Furthermore, Cooder juxtaposes the games played by insouciant youth with the serious money making endeavor of professional sports—games that are not free. The narrator speaks of his lost youth lamenting both the man-made demolition of his neighborhood and the natural process of aging. Cooder’s song points to the irony that with absence there is substance and with substance there is absence. Author Susanne Kuchler sums up this paradoxical theme of recollection even with absence in the “The Place of Memory”:
In the face of the ending of industrial economy with its object-based notions of knowledge and recollection we are led with De Certeau to reappraise the paradoxical—that recollection does not cease when there are no longer any traces of what is to be remembered, but draws its force from this absence (Kuchler, 2001: 59).
In “Requiem for the Ravine”, Los Angeles Times reporter Mike Boehm quotes a former resident, who, like Cooder’s character, becomes overwhelmed by a visit to Dodger Stadium. Upon her first visit, a rush of memories overtakes Anita Cano:
In 1981, for the first time, I went back to see a Dodgers game, to see Fernando Valenzuela. We stopped at the gate on Elysian Park, I turned, and on the right side, what do I see? The driveway my uncles had built. I started crying. It was still there, part of my childhood hitting me in the face (Boehm, 2003).
In this case, Cano’s memory is spurred by a physical reminder of her childhood, yet these slab of concrete bears little meaning to an outsider. Not all can be buried by the past, as the power of place resonates informing generations.
For the cover of this essay, I chose a panoramic shot of Dodger Stadium taken recently with the stands filled and players on the field. By fading the color of the photo and placing a shot of Chavez Ravine being bulldozed in the left corner of the photo where the scoreboard is, I attempted to draw these two seemingly isolated events together. Although it is true that the Dodgers were not responsible for the displacement and demolition of the Chavez Ravine neighborhood, their presence signifies a chapter in Los Angeles’s history that demanded progress no matter the human cost. The scoreboard is also a window informing and entertaining fans in the audience. The average Baseball fan does not know of Chavez Ravine’s early history—a painful fact that the organization has seldom addressed. In the essay, I begin by looking at housing reform and the heartfelt attempt to create a better world by making modern housing available to all. Carried by the momentum of housing reform in the 1930s and 40s, Chavez Ravine was to be converted into a major Public Housing development to improve housing conditions for these residents—a plan that hopelessly failed as a result of 1950s Red Scare politics.

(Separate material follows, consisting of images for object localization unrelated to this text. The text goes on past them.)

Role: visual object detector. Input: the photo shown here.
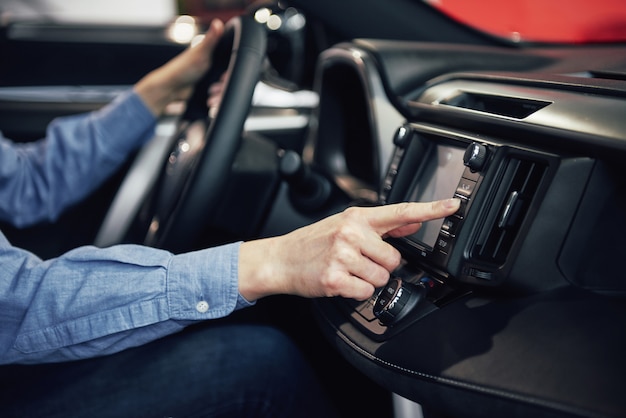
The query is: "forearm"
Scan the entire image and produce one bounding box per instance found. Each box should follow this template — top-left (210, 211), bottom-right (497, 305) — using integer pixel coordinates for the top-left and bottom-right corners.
top-left (0, 236), bottom-right (250, 364)
top-left (0, 91), bottom-right (156, 227)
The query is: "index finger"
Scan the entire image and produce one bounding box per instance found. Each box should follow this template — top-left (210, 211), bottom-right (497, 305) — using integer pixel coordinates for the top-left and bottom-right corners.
top-left (368, 198), bottom-right (461, 237)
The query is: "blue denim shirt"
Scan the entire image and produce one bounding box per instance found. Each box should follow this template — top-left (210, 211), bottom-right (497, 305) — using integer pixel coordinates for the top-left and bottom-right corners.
top-left (0, 90), bottom-right (251, 364)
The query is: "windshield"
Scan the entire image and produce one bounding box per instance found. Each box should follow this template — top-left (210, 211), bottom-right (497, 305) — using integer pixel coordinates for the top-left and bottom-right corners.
top-left (426, 0), bottom-right (626, 44)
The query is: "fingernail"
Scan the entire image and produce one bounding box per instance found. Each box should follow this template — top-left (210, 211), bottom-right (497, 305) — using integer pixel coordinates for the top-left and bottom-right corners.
top-left (444, 198), bottom-right (461, 209)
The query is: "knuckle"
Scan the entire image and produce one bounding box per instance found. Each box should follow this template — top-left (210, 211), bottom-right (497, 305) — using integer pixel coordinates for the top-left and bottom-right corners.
top-left (341, 206), bottom-right (366, 226)
top-left (352, 284), bottom-right (376, 301)
top-left (388, 247), bottom-right (402, 268)
top-left (372, 267), bottom-right (391, 287)
top-left (378, 244), bottom-right (402, 272)
top-left (393, 202), bottom-right (413, 221)
top-left (343, 205), bottom-right (362, 218)
top-left (331, 223), bottom-right (359, 247)
top-left (320, 271), bottom-right (344, 296)
top-left (340, 249), bottom-right (359, 266)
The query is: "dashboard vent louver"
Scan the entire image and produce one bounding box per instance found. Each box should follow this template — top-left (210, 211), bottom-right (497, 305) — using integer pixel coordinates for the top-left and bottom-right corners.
top-left (473, 157), bottom-right (546, 264)
top-left (439, 92), bottom-right (550, 119)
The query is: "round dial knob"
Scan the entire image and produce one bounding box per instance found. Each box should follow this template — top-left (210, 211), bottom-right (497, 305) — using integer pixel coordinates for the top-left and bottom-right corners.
top-left (393, 124), bottom-right (413, 148)
top-left (373, 278), bottom-right (426, 325)
top-left (463, 142), bottom-right (488, 172)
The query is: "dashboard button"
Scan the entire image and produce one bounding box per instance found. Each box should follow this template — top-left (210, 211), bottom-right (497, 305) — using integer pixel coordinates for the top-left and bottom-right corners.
top-left (456, 178), bottom-right (476, 198)
top-left (436, 233), bottom-right (453, 254)
top-left (453, 195), bottom-right (469, 218)
top-left (441, 216), bottom-right (460, 236)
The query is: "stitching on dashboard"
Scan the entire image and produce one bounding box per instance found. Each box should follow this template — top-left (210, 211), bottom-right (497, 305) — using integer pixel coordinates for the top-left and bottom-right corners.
top-left (334, 328), bottom-right (600, 418)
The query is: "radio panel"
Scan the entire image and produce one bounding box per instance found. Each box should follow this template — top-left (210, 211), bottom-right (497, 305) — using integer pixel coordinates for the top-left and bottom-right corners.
top-left (382, 124), bottom-right (489, 276)
top-left (344, 122), bottom-right (557, 338)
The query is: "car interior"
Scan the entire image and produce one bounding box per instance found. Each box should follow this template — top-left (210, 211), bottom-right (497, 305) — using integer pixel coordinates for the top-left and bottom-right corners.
top-left (1, 0), bottom-right (625, 417)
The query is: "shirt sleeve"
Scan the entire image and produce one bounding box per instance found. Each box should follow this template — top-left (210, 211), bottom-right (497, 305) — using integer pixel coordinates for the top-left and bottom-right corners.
top-left (0, 232), bottom-right (253, 365)
top-left (0, 90), bottom-right (157, 227)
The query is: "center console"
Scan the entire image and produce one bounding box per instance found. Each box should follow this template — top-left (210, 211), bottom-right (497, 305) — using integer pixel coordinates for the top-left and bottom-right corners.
top-left (345, 119), bottom-right (562, 337)
top-left (314, 66), bottom-right (626, 418)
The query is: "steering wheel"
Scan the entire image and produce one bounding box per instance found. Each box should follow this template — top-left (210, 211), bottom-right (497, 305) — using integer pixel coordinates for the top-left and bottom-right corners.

The boosters, politicians, and journalists of the city of Los Angeles became enamored with a corporate modernist vision of downtown that looked to Major League Baseball and the Dodgers to usher them into this era. Finally, artists like the Latino comedy group Culture Clash, the painters Judith Baca, and Vincent Valdez and the celebrated musician Ry Cooder have attempted to restore the hidden history of Chavez Ravine relaying these stories to a 21st century audience.